FILE PHOTO: Heat haze can be seen in a paddock on May McKeown's 6000 acre (2400 hectare) property of 'Long View' near the town of Come-by-Chance, located over 700 km north-west of Sydney in Australia, March 17, 2017. REUTERS/David Gray/File Photo

Heat haze can be seen in a paddock on May McKeown’s 6000 acre (2400 hectare) property of ‘Long View’ near the town of Come-by-Chance, located over 700 km north-west of Sydney in Australia, March 17, 2017. (REUTERS/David Gray/File Photo)

SYDNEY  – Parts of Australia’s east, including Sydney, are bracing for their hottest day in more than two years on Monday with temperatures forecast to hit around 40 degrees Celsius (104 Fahrenheit), raising the risk of dangerous bushfires.

Total fire bans are now in place for multiple regions across most of New South Wales, the home state of one-third of Australians, with authorities warning of high to extreme danger.

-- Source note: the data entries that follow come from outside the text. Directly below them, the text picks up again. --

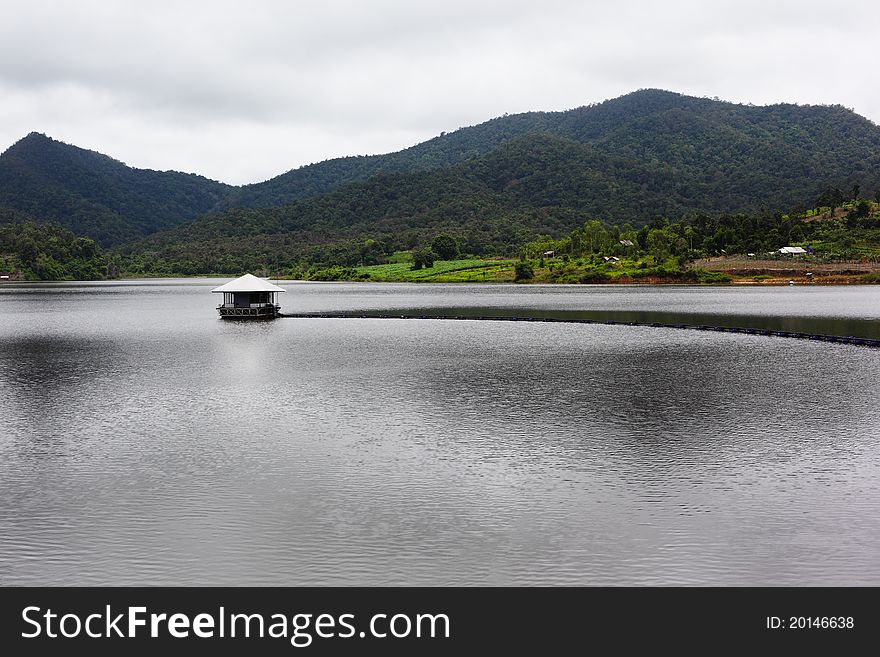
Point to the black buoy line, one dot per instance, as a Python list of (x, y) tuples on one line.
[(840, 339)]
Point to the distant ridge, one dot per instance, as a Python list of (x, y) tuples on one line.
[(629, 159)]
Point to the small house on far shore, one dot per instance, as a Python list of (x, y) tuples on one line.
[(249, 297)]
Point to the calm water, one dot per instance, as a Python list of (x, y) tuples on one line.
[(144, 441)]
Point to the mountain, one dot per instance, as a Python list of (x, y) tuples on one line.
[(700, 144), (95, 195), (632, 159), (647, 154)]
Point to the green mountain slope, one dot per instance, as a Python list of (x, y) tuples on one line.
[(95, 195), (754, 152), (630, 159)]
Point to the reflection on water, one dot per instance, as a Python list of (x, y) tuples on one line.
[(144, 441)]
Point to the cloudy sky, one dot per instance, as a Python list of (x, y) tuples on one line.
[(241, 91)]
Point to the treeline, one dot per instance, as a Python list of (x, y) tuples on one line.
[(46, 252), (853, 233)]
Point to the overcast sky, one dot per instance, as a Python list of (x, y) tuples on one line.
[(242, 91)]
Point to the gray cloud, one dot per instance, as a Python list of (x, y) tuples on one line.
[(241, 91)]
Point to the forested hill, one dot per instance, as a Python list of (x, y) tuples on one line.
[(717, 154), (630, 159), (97, 196)]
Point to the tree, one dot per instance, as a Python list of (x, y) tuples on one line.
[(445, 247), (523, 271), (423, 257)]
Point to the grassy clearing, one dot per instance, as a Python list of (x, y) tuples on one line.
[(443, 271)]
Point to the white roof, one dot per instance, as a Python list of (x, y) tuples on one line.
[(249, 283)]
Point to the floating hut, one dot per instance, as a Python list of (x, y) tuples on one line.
[(248, 297)]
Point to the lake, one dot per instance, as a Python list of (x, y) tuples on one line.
[(145, 441)]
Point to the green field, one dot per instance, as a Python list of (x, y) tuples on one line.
[(445, 271)]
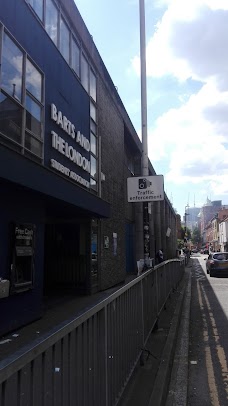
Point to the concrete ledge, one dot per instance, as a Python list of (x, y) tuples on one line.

Some 34 fires are already burning across the state, four of which are yet to be contained, while 33 public schools, mostly in inland regions, have been closed ahead of the severe heat, officials said.

“If a fire does start, it’s going to be burning under those difficult conditions … (it’s) harder for our firefighters to get around them, and fire can spread very quickly, particularly in grassland,” Angela Burford, operational officer at the New South Wales Rural Fire Service, told the Australian Broadcasting Corp.

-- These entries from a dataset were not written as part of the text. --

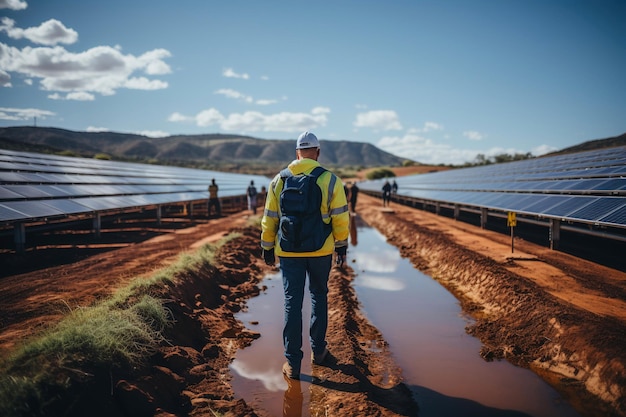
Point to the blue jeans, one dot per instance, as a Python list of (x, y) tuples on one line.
[(294, 277)]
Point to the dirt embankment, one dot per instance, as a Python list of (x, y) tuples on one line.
[(561, 316), (540, 309)]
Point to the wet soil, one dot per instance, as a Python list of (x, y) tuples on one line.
[(563, 317)]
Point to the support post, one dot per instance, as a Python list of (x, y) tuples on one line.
[(19, 237), (97, 224), (483, 218), (555, 233)]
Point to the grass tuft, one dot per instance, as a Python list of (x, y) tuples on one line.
[(120, 331)]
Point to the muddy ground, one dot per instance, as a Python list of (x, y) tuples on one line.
[(563, 317)]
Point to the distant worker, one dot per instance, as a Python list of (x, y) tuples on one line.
[(305, 220), (214, 201), (386, 193), (354, 192), (251, 194)]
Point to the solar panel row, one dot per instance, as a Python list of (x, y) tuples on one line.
[(35, 186), (587, 187)]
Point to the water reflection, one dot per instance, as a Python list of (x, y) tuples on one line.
[(293, 399), (425, 328)]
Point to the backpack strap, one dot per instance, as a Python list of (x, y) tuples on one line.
[(285, 173)]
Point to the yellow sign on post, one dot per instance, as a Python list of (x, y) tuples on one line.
[(511, 219)]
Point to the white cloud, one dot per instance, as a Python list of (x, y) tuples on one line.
[(143, 83), (543, 149), (102, 69), (13, 4), (50, 32), (5, 79), (12, 113), (425, 150), (378, 120), (78, 96), (227, 92), (153, 133), (253, 121), (265, 102), (97, 129), (430, 126), (229, 73), (473, 135)]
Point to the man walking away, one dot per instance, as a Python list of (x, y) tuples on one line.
[(251, 193), (386, 193), (354, 192), (214, 201), (304, 244)]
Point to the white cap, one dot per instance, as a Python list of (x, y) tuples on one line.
[(307, 140)]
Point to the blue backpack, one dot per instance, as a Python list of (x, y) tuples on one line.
[(301, 228)]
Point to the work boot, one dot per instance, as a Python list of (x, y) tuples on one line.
[(289, 372), (319, 358)]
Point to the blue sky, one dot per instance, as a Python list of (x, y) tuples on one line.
[(435, 81)]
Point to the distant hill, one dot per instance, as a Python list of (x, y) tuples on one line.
[(208, 150), (593, 144)]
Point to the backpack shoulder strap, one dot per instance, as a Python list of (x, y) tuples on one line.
[(285, 173)]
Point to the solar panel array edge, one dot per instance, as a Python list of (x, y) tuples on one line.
[(39, 185)]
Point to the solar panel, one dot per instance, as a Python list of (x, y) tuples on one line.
[(569, 205), (616, 217), (599, 208)]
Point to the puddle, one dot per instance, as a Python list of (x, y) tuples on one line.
[(425, 328)]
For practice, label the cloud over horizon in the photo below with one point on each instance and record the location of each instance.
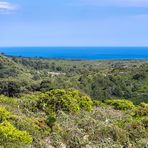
(124, 3)
(6, 6)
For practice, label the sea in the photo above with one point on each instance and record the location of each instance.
(84, 53)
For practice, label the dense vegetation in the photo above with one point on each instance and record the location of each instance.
(73, 103)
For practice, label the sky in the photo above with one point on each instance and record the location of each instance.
(73, 23)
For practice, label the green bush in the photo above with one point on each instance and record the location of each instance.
(9, 135)
(4, 114)
(120, 104)
(66, 100)
(142, 110)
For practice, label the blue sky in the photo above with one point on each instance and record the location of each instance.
(73, 22)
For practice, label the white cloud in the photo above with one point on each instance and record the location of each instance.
(124, 3)
(6, 6)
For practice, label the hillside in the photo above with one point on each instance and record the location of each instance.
(57, 103)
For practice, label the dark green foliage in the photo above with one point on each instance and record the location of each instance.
(66, 100)
(120, 104)
(44, 105)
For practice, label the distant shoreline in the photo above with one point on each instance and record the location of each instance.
(78, 53)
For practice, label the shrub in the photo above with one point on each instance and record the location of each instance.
(66, 100)
(120, 104)
(10, 135)
(4, 114)
(142, 110)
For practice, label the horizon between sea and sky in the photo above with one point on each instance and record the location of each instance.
(74, 23)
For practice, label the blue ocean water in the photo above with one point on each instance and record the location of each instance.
(89, 53)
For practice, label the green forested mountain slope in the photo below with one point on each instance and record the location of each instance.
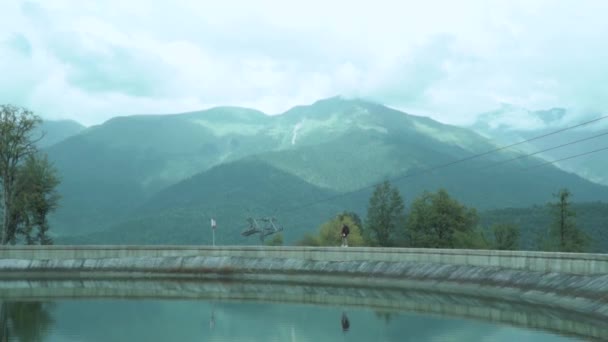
(132, 173)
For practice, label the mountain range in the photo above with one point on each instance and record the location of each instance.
(510, 124)
(160, 178)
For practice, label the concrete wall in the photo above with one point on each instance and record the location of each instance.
(570, 263)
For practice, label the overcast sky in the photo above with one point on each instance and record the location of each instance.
(91, 60)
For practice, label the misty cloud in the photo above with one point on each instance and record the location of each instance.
(91, 61)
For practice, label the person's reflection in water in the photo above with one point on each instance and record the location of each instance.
(345, 322)
(212, 319)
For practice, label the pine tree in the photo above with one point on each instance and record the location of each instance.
(564, 235)
(385, 216)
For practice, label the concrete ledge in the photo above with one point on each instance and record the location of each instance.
(572, 263)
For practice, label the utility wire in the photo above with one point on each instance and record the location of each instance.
(570, 157)
(427, 170)
(541, 151)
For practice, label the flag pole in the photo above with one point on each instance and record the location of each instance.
(213, 224)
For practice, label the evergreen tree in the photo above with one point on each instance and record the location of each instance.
(564, 235)
(27, 179)
(385, 216)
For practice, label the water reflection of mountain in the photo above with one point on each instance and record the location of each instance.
(25, 321)
(257, 304)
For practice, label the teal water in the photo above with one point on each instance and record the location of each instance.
(111, 319)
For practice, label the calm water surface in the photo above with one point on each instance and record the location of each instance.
(70, 320)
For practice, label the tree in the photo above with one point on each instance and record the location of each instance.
(27, 178)
(385, 215)
(564, 235)
(438, 221)
(506, 236)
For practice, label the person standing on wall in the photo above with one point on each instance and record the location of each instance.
(345, 232)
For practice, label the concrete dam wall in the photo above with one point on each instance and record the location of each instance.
(575, 283)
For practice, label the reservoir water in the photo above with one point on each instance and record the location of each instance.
(222, 312)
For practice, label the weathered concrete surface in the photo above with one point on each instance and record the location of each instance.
(584, 294)
(574, 263)
(575, 283)
(387, 300)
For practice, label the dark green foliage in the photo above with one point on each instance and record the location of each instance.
(385, 216)
(563, 233)
(505, 236)
(36, 197)
(136, 189)
(27, 178)
(438, 221)
(592, 218)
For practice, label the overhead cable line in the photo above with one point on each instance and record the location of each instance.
(430, 169)
(566, 158)
(541, 151)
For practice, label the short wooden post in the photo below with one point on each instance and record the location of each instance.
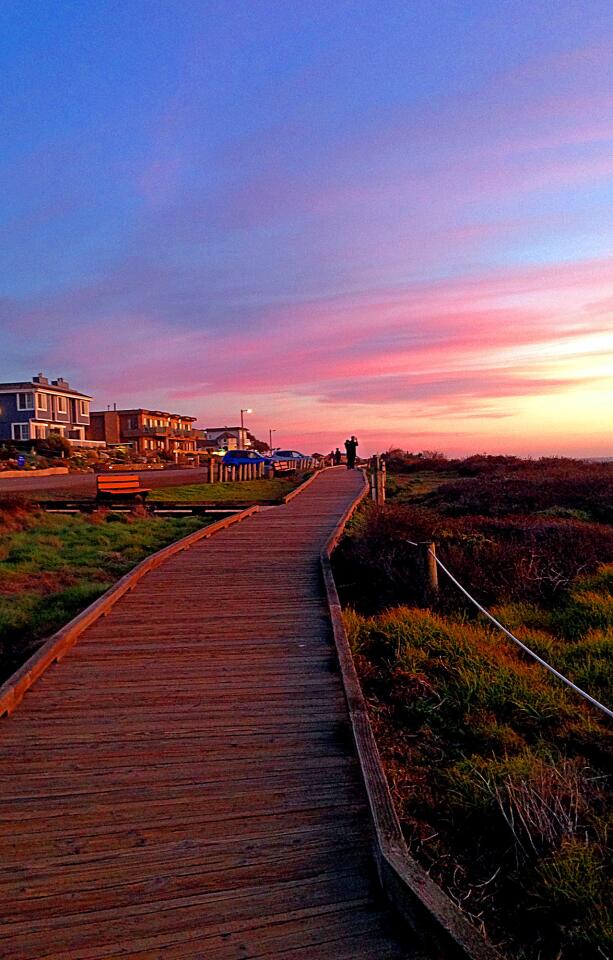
(381, 477)
(374, 470)
(428, 570)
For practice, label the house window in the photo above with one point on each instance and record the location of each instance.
(21, 431)
(25, 401)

The hot and dry conditions are likely to persist until Wednesday, the Bureau of Meteorology said.

Australia’s east coast has been dominated by the La Nina weather phenomenon – typically associated with increased rainfall – over the last two years, which brought record rains and widespread flooding. In 2022, Sydney recorded its highest annual rainfall since records began in 1858.

But the weather bureau last week said its climate models suggest La Nina was “likely near its end” and neutral conditions, which is neither La Nina or its opposite El Nino, were likely to prevail through the southern hemisphere autumn.